El tribunal de alzada desestimó así el fallo del juez federal de Bariloche Leónidas Moldes, que había calificado el deceso del joven en un predio tomado por indígenas a 35 km de Bariloche como homicidio agravado por el uso de armas de fuego con el atenuante de haber ocurrido por exceso en la legítima defensa. 

En aquel fallo, Moldes no había identificado al arma homicida, por lo que procesó a los cinco miembros de Albatros que se habían desplegado y disparado en el predio usurpado cuando una bala 9 mm mató a Nahuel. Y dispuso que el caso se dirimiera en juicio oral.

Pero los magistrados Marian Lozano, Richard Gallego y Ricardo Barreriro hicieron lugar parcialmente a los planteos de los abogados de la familia de Rafael Nahuel, que argumentaron que el joven estaba desarmado y había sido ejecutado por la espalda por un disparo del subfusil de Pintos.

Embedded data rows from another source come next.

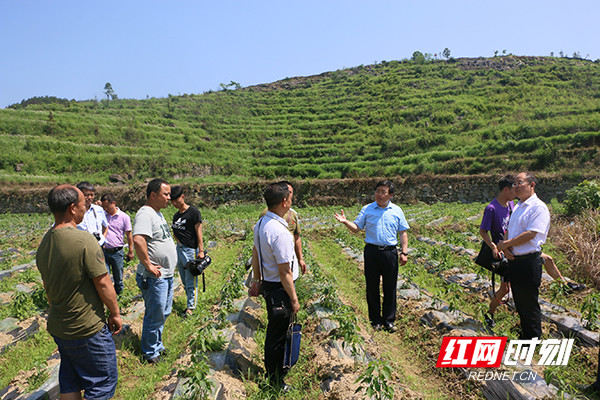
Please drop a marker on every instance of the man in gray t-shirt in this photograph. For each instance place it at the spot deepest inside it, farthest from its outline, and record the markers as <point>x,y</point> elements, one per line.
<point>156,251</point>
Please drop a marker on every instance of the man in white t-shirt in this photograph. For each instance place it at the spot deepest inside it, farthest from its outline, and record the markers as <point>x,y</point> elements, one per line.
<point>156,251</point>
<point>274,260</point>
<point>527,231</point>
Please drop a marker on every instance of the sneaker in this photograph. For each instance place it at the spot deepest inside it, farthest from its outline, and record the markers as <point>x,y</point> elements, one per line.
<point>573,287</point>
<point>489,320</point>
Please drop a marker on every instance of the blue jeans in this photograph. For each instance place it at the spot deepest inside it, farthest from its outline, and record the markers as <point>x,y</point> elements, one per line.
<point>158,299</point>
<point>88,364</point>
<point>115,261</point>
<point>189,281</point>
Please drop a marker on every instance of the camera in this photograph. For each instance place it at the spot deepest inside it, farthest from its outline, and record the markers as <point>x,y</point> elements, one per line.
<point>198,266</point>
<point>500,266</point>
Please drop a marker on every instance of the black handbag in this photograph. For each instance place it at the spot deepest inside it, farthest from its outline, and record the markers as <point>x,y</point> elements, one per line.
<point>486,259</point>
<point>292,344</point>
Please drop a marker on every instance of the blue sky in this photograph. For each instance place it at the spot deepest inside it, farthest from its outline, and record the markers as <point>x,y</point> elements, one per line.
<point>71,48</point>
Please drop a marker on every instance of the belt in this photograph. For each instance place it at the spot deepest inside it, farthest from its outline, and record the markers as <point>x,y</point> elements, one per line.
<point>527,256</point>
<point>268,286</point>
<point>382,248</point>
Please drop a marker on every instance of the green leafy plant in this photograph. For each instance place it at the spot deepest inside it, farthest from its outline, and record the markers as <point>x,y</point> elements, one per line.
<point>39,297</point>
<point>584,196</point>
<point>590,311</point>
<point>40,375</point>
<point>558,290</point>
<point>22,306</point>
<point>374,381</point>
<point>199,385</point>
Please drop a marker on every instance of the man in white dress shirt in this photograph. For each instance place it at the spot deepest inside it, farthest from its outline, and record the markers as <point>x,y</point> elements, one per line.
<point>527,231</point>
<point>94,221</point>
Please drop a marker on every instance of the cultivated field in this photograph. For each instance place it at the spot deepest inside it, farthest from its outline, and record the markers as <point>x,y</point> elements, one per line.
<point>219,349</point>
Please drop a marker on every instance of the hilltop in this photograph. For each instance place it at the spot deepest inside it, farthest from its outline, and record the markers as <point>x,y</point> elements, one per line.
<point>457,116</point>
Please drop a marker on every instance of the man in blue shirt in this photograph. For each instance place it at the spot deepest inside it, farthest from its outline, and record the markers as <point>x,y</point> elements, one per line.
<point>382,221</point>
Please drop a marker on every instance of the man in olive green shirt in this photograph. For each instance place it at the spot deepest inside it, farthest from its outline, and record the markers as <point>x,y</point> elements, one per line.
<point>77,284</point>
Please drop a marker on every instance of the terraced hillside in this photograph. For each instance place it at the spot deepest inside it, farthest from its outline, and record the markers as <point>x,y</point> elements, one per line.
<point>440,293</point>
<point>460,116</point>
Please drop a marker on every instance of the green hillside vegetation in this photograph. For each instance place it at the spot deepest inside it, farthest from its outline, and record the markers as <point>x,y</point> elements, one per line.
<point>418,116</point>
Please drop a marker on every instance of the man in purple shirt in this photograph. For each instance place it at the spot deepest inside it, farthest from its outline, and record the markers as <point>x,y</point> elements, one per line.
<point>495,222</point>
<point>119,226</point>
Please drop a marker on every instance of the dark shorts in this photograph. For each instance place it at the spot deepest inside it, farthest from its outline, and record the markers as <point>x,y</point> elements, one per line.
<point>88,364</point>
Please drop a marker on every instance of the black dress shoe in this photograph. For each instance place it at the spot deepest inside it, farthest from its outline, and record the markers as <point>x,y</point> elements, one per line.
<point>285,388</point>
<point>154,360</point>
<point>377,327</point>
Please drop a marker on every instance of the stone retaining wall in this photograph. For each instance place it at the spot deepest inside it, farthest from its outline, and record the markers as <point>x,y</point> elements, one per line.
<point>342,192</point>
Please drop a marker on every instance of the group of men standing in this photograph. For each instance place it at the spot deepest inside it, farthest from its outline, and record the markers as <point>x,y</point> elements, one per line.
<point>79,289</point>
<point>75,258</point>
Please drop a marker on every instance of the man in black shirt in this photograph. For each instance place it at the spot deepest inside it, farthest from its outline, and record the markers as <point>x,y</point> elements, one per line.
<point>187,228</point>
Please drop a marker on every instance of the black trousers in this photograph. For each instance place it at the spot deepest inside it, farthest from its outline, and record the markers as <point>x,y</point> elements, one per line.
<point>381,266</point>
<point>279,312</point>
<point>525,276</point>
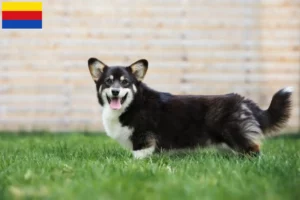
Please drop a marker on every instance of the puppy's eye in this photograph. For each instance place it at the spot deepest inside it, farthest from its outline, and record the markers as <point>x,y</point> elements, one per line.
<point>108,81</point>
<point>125,82</point>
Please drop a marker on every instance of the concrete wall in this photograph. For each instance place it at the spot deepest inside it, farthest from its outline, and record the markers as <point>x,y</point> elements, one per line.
<point>194,46</point>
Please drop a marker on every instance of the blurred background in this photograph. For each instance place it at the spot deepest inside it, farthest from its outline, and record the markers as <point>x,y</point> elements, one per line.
<point>251,47</point>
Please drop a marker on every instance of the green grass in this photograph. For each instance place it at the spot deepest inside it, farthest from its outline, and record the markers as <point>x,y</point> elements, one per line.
<point>79,166</point>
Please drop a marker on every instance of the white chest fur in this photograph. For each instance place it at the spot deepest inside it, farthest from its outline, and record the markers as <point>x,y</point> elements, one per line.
<point>114,128</point>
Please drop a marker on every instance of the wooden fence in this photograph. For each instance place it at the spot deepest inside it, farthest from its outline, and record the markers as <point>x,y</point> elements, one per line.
<point>193,46</point>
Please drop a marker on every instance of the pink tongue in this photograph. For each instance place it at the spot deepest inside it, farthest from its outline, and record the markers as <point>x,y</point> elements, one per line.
<point>115,104</point>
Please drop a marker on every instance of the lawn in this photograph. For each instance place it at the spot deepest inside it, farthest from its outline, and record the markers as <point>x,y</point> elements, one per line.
<point>81,166</point>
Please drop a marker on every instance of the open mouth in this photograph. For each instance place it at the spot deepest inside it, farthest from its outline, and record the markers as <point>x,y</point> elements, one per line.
<point>115,103</point>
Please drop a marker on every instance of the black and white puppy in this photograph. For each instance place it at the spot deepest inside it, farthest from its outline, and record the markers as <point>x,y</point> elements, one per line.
<point>145,121</point>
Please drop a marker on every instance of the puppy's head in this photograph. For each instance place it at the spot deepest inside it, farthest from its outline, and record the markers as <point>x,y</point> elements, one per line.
<point>116,85</point>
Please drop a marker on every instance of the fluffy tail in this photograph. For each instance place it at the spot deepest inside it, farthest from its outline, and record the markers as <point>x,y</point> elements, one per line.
<point>279,111</point>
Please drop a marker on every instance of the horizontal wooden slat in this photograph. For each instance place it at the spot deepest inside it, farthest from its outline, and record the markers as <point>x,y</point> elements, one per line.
<point>193,47</point>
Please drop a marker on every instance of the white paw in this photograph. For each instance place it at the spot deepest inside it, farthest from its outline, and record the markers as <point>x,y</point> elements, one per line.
<point>143,153</point>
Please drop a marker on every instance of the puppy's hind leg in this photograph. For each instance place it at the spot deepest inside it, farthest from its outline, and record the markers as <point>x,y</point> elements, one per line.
<point>243,137</point>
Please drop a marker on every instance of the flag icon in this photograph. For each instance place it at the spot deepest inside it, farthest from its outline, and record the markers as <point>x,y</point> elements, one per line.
<point>22,15</point>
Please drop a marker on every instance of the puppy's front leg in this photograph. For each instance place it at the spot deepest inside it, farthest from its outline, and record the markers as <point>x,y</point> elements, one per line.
<point>143,153</point>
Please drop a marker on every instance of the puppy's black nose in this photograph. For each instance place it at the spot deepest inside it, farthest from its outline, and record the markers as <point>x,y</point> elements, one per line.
<point>115,92</point>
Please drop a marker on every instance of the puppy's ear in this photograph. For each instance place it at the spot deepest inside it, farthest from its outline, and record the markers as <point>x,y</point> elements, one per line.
<point>96,68</point>
<point>139,69</point>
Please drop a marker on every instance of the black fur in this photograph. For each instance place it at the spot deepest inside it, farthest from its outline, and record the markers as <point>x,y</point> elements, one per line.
<point>186,121</point>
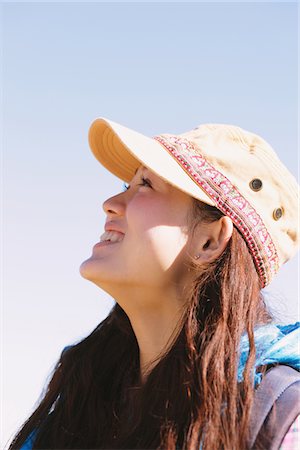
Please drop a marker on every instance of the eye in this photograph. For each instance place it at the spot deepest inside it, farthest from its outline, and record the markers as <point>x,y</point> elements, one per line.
<point>145,182</point>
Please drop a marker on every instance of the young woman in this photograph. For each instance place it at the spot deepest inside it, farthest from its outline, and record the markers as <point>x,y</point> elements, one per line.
<point>208,219</point>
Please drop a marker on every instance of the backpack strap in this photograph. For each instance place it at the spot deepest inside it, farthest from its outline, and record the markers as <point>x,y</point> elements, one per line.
<point>275,406</point>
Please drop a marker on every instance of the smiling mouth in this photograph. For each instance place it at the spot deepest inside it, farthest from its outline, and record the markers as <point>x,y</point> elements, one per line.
<point>112,236</point>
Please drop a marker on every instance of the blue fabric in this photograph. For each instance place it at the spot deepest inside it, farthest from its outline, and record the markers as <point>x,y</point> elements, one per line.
<point>274,344</point>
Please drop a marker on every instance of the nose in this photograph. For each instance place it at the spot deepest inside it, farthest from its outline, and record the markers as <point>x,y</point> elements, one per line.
<point>114,205</point>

Al invalidar una pericia balística de Gendarmería, los jueces también dictaminaron que Pintos fue el autor de los disparos que lo hirieron de muerte. Revocaron los procesamientos a los otros cuatro miembros de Albatros, Carlos Sosa, Sergio García, Juan Obregón y  Sergio Cavia y les dictaron la falta de mérito.

Peritaje cuestionado

El tribunal le restó valor al peritaje de Gendarmería que había puesto en duda que el arma que portaba el prefecto Pintos hubiera sido la que efectivamente sesgó la vida del mapuche. Y antepuso la validez de otro peritaje anterior que señaló al subfusil MP3 de Pintos como el arma homicida.

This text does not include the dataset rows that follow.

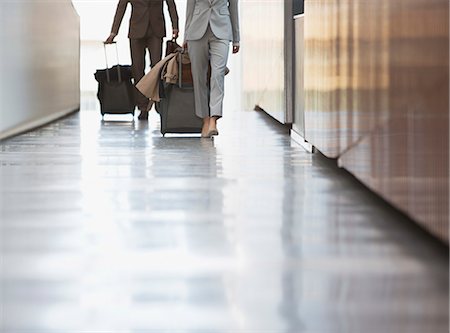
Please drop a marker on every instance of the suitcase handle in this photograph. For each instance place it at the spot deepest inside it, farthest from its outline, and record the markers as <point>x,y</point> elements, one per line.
<point>107,66</point>
<point>180,69</point>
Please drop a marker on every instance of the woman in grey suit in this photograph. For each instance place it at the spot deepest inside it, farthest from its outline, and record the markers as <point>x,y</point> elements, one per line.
<point>210,27</point>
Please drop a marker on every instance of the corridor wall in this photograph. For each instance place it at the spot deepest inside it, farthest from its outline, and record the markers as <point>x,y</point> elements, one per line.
<point>376,98</point>
<point>39,63</point>
<point>263,57</point>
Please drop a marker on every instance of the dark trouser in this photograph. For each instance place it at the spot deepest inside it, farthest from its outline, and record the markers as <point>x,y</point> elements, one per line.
<point>138,48</point>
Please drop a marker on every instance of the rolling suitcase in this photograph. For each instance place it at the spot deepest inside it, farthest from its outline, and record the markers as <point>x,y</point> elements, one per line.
<point>115,89</point>
<point>177,106</point>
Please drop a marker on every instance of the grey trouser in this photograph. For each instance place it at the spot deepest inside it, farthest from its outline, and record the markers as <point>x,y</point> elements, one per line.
<point>208,49</point>
<point>138,48</point>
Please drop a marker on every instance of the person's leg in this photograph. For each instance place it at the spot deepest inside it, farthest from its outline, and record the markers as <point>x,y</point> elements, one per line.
<point>199,56</point>
<point>154,45</point>
<point>218,49</point>
<point>137,48</point>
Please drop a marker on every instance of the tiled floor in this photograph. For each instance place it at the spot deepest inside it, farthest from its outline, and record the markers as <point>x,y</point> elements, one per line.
<point>108,227</point>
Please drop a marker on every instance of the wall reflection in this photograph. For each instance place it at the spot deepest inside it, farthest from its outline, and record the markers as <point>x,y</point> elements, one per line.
<point>376,97</point>
<point>263,56</point>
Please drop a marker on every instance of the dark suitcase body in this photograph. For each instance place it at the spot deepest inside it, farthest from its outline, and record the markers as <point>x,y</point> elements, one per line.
<point>115,89</point>
<point>177,105</point>
<point>177,111</point>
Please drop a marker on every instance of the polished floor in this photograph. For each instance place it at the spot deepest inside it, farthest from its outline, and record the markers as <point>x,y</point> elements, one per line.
<point>109,227</point>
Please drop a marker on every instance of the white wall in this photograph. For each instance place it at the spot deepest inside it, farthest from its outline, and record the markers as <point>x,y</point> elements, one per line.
<point>39,63</point>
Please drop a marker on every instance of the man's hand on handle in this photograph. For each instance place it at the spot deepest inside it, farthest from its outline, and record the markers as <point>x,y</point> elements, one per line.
<point>110,39</point>
<point>175,33</point>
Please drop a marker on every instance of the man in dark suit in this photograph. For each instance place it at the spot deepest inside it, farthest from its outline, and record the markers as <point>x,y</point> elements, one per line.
<point>147,30</point>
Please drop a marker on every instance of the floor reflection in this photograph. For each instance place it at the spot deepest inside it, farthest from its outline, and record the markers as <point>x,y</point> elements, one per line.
<point>107,226</point>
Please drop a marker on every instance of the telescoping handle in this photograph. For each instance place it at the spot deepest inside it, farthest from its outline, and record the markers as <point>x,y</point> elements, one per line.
<point>108,78</point>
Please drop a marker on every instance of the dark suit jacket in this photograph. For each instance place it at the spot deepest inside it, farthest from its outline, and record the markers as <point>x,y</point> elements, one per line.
<point>147,17</point>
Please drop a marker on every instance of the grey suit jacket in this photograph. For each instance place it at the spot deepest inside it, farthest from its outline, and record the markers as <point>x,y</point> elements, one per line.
<point>221,15</point>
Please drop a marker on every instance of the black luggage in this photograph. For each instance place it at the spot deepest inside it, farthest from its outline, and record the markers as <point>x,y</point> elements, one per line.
<point>115,88</point>
<point>177,107</point>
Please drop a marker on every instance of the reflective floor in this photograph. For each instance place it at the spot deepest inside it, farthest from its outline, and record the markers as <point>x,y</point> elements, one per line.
<point>108,227</point>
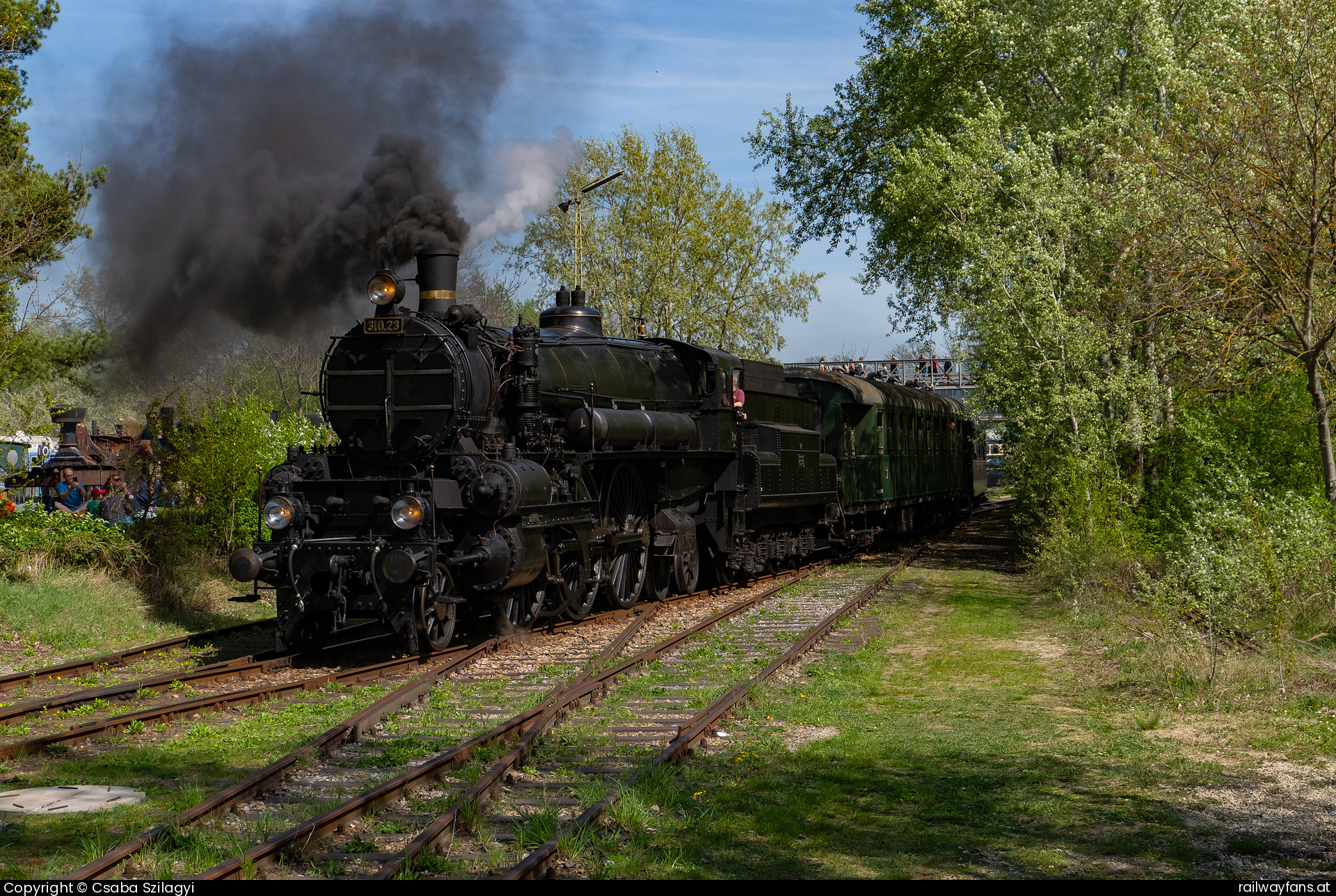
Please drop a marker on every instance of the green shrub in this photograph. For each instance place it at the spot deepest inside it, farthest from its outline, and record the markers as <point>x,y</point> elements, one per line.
<point>33,538</point>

En el fallo,  los jueces señalaron que las conclusiones de Gendarmería carecen de objetividad al emanar de una fuerza que responde al Ministerio de Seguridad. Vincularon aquel resultado a un “guión” impuesto por la ministra de Seguridad Patricia Bullrich.

Argumentaron que la postura de la ministra bajo la doctrina de legítima defensa en el caso del policía bonaerense Luis Chocobar tiñó esos resultados.

La Cámara también desestimó la clausura de la instrucción. Y ordenó que las actuaciones sean remitidas a la fiscalía para que abra una nueva investigación por la actuación del jefe de la patrulla.

En opinión del Tribunal, el oficial a cargo del operativo, Pablo Berra, podría haberse excedido al patrullar e intentar detener a los mapuches fuera de los límites del predio ocupado. Ese punto deberá ser ahora investigado por la fiscal Sylvia Little.

Según se supo, los abogados defensores  apelarán la resolución y Pintos podrá permanecer en libertad hasta conocerse el pronunciamiento de la Cámara de Casación e, incluso, de la Corte Suprema.

Rafael Nahuel fue baleado el 25 de noviembre de 2017 durante un operativo de patrullaje, ordenado por la Justicia, al grupo de elite de la Prefectura en el predio que ocupa la comunidad Laften Winkul Mapu en Villa Mascardi.

La ministra de Seguridad  siempre sostuvo que el deceso de Nahuel ocurrió en ocasión de un enfrentamiento de fuego cruzado entre las fuerzas de seguridad y los mapuches. Dos pericias hallaron restos de pólvora tanto en las manos de Rafael Nahuel como en las de Fausto Jones Huala y Lautaro González, quienes bajaron el cuerpo sin vida del joven.

Sin embargo, la Cámara omitió pronunciarse sobre ese punto por una cuestión procesal: Fausto Jones Huala había sido beneficiado con un juicio abreviado en el que se declaró culpable por arrojar piedras a las fuerzas de seguridad, por lo que fue sentenciado a seis meses de prisión en suspenso.

Con ese antecedente, el tribunal dio por probado que no existieron armas de fuego en manos de los indígenas.